Saviez-vous que certains patients infectés par le virus du Sida (<1%) n’ont pas besoin de traitement pour contrôler l’infection ! On les appelle les « contrôleurs » et leur étude pourrait permettre de développer un vaccin contre le SIDA. Le Sida est causé par le VIH (Virus de l’Immunodéficience Humaine). Normalement, notre système immunitaire nous défend contre les virus mais le VIH est malin : il s’attaque directement au système immunitaire.

Il faut imaginer le système immunitaire comme une grande armée composée de soldats qu’on appelle les lymphocytes, les monocytes ou encore les macrophages.

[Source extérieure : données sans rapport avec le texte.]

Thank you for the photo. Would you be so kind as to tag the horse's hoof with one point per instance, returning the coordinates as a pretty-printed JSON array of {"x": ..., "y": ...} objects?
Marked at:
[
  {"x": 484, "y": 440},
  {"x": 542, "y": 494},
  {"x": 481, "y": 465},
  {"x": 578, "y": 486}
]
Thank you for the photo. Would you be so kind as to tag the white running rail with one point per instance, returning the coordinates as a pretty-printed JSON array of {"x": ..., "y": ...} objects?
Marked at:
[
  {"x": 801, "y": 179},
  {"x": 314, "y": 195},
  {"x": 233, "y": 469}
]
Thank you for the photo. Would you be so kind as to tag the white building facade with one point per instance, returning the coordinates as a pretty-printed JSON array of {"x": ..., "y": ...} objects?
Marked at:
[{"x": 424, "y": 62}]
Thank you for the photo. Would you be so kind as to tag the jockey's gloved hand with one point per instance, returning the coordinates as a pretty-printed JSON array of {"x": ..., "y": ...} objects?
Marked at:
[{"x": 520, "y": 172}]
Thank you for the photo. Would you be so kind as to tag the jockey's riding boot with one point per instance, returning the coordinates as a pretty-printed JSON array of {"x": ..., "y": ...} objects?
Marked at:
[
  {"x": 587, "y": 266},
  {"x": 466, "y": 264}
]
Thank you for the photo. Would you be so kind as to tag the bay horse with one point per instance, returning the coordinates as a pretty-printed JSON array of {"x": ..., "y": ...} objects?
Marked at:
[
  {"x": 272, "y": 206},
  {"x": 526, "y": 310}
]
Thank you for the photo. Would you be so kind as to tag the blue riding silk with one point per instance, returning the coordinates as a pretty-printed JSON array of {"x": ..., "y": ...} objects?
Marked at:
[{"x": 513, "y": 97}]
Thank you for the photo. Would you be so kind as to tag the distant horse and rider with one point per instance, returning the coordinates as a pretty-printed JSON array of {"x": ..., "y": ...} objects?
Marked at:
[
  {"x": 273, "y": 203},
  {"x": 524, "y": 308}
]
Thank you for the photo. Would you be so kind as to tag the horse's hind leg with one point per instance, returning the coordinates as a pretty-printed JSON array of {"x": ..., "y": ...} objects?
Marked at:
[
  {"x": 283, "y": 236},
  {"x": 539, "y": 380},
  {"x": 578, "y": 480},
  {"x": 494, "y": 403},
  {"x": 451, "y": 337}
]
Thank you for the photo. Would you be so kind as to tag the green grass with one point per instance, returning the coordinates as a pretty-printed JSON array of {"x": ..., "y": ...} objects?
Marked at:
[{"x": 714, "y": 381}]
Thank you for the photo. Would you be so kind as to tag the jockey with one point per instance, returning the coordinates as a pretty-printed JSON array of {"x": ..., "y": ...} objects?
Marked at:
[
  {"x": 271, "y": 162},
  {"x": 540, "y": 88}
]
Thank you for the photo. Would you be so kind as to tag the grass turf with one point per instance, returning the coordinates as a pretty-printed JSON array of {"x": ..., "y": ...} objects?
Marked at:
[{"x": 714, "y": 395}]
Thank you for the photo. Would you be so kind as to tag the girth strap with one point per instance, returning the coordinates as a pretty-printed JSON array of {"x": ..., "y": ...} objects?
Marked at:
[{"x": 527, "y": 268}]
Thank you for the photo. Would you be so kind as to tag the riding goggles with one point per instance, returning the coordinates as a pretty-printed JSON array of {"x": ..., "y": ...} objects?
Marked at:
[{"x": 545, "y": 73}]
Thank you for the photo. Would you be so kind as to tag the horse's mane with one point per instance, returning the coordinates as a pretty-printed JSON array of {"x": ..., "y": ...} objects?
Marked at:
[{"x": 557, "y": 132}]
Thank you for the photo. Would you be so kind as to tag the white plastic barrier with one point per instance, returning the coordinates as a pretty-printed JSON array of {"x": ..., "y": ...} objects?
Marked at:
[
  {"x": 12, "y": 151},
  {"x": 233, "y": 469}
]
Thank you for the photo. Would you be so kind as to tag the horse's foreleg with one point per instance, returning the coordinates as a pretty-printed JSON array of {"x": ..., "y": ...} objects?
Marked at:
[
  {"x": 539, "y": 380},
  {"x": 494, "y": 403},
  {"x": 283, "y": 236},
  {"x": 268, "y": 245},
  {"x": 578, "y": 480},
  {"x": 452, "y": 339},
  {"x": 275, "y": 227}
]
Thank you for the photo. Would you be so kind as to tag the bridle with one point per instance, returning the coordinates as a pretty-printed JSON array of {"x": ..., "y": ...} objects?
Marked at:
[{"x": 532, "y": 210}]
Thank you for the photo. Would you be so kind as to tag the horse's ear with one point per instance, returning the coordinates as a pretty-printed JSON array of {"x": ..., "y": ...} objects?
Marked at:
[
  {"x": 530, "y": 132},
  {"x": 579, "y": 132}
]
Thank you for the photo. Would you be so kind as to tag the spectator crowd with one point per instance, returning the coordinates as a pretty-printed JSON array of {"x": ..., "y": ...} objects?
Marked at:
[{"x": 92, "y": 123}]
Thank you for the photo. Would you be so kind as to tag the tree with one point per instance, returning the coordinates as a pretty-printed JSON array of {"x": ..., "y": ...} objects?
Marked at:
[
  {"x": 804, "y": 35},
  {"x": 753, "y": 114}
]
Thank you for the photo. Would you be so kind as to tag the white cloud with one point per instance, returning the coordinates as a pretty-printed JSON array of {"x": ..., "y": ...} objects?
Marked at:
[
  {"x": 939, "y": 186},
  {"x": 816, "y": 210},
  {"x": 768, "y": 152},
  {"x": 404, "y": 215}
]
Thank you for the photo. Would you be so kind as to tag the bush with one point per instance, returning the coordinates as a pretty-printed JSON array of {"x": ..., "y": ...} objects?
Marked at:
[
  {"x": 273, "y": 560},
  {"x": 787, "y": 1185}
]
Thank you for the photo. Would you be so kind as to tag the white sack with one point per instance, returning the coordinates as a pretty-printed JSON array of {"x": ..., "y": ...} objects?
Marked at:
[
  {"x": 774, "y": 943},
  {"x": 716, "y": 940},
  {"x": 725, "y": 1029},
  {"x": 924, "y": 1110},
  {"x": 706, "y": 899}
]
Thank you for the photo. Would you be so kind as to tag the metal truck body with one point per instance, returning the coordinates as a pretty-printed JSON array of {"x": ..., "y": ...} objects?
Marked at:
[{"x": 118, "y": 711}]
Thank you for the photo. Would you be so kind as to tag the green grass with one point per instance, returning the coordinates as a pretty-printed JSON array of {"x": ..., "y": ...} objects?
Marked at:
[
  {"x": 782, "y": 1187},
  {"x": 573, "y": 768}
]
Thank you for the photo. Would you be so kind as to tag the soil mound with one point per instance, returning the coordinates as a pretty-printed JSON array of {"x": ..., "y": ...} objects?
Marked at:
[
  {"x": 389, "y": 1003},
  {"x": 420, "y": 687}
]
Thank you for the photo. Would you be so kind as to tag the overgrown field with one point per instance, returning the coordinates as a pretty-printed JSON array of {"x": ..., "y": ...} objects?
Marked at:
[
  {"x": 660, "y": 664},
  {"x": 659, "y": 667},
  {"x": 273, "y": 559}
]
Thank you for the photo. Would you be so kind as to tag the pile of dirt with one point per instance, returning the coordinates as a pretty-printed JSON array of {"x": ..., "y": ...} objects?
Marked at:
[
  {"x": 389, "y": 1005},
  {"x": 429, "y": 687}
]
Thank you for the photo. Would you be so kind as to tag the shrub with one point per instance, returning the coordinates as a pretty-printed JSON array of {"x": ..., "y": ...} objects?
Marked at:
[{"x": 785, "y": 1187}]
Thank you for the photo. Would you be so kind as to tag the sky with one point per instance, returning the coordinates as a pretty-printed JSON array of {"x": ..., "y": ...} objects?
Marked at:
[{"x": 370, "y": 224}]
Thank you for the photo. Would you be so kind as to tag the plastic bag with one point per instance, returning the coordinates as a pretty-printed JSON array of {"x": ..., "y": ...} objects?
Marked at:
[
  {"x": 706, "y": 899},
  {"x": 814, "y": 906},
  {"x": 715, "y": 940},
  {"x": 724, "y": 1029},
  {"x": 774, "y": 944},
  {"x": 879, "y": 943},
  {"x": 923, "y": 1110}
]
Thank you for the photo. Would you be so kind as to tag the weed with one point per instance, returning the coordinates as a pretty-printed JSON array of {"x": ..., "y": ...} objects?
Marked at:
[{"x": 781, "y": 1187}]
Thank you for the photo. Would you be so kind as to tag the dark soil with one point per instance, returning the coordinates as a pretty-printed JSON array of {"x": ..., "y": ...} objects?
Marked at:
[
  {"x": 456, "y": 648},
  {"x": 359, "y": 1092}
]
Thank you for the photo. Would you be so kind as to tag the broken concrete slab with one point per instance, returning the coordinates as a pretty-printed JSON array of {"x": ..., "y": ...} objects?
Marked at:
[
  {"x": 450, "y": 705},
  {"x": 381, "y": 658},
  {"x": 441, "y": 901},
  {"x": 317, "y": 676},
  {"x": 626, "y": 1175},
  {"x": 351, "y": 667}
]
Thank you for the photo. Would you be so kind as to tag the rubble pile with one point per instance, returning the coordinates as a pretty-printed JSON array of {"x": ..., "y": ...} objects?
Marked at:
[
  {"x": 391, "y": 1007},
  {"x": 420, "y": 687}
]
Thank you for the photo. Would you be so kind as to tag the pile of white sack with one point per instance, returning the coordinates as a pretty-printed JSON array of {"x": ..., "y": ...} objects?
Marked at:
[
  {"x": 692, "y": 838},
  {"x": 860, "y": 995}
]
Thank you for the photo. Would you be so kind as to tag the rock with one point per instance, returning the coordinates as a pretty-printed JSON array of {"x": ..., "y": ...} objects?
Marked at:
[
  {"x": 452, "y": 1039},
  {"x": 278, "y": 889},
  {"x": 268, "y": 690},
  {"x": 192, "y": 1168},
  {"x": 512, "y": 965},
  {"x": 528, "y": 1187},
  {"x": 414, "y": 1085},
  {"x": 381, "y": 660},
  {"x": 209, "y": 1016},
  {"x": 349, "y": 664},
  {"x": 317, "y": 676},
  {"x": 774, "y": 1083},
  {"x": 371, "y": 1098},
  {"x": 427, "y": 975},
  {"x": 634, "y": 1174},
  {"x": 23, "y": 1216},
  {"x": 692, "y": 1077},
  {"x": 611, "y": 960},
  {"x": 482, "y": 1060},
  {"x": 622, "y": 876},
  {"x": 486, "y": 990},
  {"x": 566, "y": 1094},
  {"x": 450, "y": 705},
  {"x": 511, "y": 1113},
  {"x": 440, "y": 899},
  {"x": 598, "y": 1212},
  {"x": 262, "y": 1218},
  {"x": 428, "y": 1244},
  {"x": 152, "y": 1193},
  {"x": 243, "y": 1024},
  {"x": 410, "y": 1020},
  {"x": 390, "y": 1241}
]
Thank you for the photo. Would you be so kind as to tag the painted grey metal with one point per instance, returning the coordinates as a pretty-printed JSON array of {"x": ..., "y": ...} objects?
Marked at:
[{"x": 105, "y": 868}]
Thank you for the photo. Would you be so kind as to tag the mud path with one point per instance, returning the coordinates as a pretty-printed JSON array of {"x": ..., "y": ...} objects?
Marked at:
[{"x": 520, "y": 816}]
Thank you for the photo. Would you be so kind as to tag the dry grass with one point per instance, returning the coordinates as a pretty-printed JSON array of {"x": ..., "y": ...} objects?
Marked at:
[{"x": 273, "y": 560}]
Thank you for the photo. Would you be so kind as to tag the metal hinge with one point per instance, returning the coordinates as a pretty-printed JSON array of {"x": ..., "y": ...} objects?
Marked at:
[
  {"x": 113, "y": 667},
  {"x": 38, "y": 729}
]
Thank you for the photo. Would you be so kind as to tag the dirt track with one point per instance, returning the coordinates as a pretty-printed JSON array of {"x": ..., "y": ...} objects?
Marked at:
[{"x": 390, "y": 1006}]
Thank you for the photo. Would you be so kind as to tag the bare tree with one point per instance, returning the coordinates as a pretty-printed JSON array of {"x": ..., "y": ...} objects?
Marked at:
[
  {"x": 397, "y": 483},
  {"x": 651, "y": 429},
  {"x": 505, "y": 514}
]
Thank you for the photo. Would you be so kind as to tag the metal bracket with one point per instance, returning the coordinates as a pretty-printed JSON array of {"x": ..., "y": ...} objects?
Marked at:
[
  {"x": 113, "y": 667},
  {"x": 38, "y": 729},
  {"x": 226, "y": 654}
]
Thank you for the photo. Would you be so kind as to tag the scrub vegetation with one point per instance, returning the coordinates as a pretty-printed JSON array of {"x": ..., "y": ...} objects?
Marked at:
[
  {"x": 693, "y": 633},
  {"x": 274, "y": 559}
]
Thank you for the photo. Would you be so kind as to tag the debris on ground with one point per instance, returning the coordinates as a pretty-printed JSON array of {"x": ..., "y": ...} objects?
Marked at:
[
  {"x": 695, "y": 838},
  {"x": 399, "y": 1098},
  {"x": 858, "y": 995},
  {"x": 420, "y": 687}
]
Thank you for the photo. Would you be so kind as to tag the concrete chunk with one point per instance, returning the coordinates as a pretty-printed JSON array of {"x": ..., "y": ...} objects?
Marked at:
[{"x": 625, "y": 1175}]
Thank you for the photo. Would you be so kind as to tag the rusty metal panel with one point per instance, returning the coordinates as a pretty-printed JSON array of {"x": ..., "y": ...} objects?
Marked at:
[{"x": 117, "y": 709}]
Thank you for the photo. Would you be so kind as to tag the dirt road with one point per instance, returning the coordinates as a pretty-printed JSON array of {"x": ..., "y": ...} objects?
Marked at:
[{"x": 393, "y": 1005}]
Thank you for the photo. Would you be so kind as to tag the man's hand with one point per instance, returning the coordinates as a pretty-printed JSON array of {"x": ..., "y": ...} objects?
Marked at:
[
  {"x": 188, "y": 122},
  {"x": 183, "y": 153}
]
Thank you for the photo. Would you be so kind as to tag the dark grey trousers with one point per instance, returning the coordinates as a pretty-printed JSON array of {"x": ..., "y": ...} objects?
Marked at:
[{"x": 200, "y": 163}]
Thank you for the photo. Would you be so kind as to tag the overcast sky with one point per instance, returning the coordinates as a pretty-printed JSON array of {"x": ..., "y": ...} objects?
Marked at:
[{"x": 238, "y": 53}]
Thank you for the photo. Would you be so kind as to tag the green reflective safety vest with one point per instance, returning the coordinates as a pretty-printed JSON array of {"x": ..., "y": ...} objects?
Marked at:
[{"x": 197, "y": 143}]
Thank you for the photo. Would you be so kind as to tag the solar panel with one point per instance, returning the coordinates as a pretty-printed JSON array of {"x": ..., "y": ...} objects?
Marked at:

Les lymphocytes B forment une unité d’élite basée principalement dans les ganglions et la rate où ils produisent des missiles destructeurs : les anticorps. Mais seuls, ils ne peuvent produire que des prototypes d’anticorps peu performants. Pour les perfectionner ils ont besoin de l’aide des lymphocytes T folliculaires « helper » (surnommés « Tfh »). Ces derniers forment un groupe d’intervention spécialisé dans l’aide aux lymphocytes B et font justement parti des cibles du VIH (quand je vous dis qu’il est malin !). Le VIH s’infiltre dans les Tfh et brouille les échanges avec les lymphocytes B, empêchant ainsi la fabrication d’anticorps efficaces. Ce n’est pas le cas des patients «contrôleurs », qui eux produisent de bons anticorps.

Le but de ma thèse est d’étudier les mécanismes de la communication Tfh/Lymphocytes B et de trouver les éléments à améliorer pour permettre la production d’anticorps anti-VIH efficaces.